# Seizures? Low Levothyroxine Medicine related?



## bigguy2211 (May 5, 2012)

I have never been told what kind of seizures from my doctor and im looking for someone with a similar situation. Im 30, thyroid was removed at age 7, been on synthyroid ever since then. Started to have these what im now researching, either partial or absence seizures, and i will have an aura of a voice inside my head, and started noticing these around age 12. Went for about 2 years off and on, didnt happen much, 4 months in between episodes, and seemed to disappear for several years.

Will ill say they started back up again over the last five years, and its becoming annoying. I was wondering after doing a little research on the internet, could this be a thyroid situation, please tell me it is. The other two things it could be i determined where, one, brain defect during my birth, cord around my neck nearly killed me, or two, i inherited it through my family genes.

It seems like to me when my tsh get above 3, i start having these things. Last time i went for a test, it was 2.3.

Appreciate you input and your experience, thank you.


----------



## chopper (Mar 4, 2007)

Have you hadan MRI done? Unless you have a very rare form of encephalitis or your thyroid numbers are way, way off, I don't believe it's going to be related to your thyroid. It sound neurological.

What do your doctors say? Have you ever been to a neurologist and/or psychiatrist? Have you had any head trauma?

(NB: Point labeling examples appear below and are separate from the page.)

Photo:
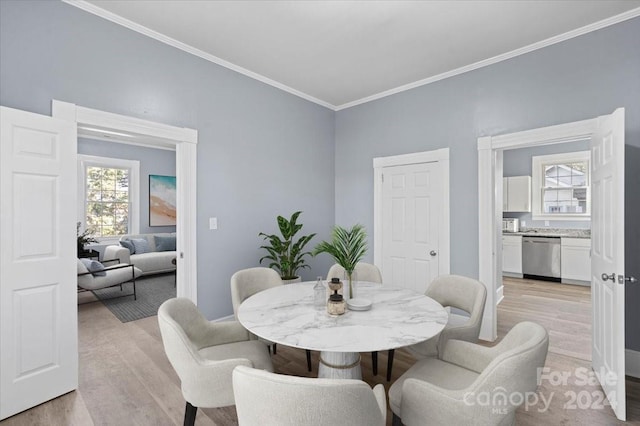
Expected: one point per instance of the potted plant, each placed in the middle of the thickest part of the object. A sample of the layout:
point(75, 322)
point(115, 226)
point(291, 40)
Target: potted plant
point(284, 251)
point(83, 238)
point(347, 247)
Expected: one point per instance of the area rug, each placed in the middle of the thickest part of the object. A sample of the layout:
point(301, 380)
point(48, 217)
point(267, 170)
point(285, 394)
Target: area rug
point(151, 292)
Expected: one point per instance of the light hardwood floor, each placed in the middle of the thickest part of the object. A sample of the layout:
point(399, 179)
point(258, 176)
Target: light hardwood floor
point(125, 378)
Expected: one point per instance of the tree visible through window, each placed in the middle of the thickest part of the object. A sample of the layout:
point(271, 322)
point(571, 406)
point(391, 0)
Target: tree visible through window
point(107, 201)
point(565, 188)
point(107, 188)
point(561, 186)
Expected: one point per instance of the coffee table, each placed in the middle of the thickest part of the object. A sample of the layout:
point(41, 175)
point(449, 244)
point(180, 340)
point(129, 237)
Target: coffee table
point(398, 317)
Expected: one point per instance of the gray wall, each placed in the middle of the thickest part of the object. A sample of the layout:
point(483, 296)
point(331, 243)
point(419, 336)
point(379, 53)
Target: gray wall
point(517, 162)
point(152, 162)
point(578, 79)
point(261, 152)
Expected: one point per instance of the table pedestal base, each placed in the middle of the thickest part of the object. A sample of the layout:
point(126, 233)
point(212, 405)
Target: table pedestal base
point(339, 365)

The only time I've heard of real psychological issues as you describe where thyroid was the culprit ad to do with an extremely rare case of encephalitis.


----------



## Andros (Aug 26, 2009)

bigguy2211 said:


> I have never been told what kind of seizures from my doctor and im looking for someone with a similar situation. Im 30, thyroid was removed at age 7, been on synthyroid ever since then. Started to have these what im now researching, either partial or absence seizures, and i will have an aura of a voice inside my head, and started noticing these around age 12. Went for about 2 years off and on, didnt happen much, 4 months in between episodes, and seemed to disappear for several years.
> 
> Will ill say they started back up again over the last five years, and its becoming annoying. I was wondering after doing a little research on the internet, could this be a thyroid situation, please tell me it is. The other two things it could be i determined where, one, brain defect during my birth, cord around my neck nearly killed me, or two, i inherited it through my family genes.
> 
> ...


Hi there and welcome!










Does your doctor run your FREE T3 and FREE T4?

This is vitally important.

FREE T3 explained by Woliner
http://thyroid.about.com/cs/testsforthyroid/a/freet3.htm
Dr. Mercola (FREES)
http://www.mercola.com/Article/hypot...nosis_comp.htm

Most of us feel best w/TSH @ 1.0 or less and the FREES at about 75% of the range given by the lab for each one.

That said, have you ever been tested for Lupus? Seizures (Myoclonic) are common w/Lupus. I have them and have had them for years; many years. Not so bad now because we keep my TSH suppressed which keeps the Lupus antibodies non-existent.

If your TSH and the FREES are not where "YOU" need them, that could cause the aura of chattering. Maybe! Something is causing this neurological phenomenom. One step at a time here.


----------



## bigguy2211 (May 5, 2012)

Thanks guys for your contribution of knowledge, yes, my doctor does test for free t3 and 4 but i didnt ask for them. For the last year and a half, i was suffering with depression and anxiety, and a love one got a book from the library for me to read, "The Thyroid Solution", and that really interested me and made me see that i need to become educated on the thyroid as much as i can. I knew tsh was an important and really focused on that but forgot free t3 and t4 where just as important.

Earlier in the year, Jan or Feb, i felt terrible and went for a lab test, tsh was 13, and i think i remember having these seizures some, in two months i went back for more lab work and my tsh was 1.3, and i remember feeling pretty good and it seemed the seizures disappeared to.

Im nieve about the science of the thyroid gland, and im really seeking others knowledge and experience. Im hoping so bad that this is just a thyroid medicine imbalance, and nothing more. I appreciate the feedback.


----------



## chopper (Mar 4, 2007)

Are you certain the seizures are not really bad panic attacks?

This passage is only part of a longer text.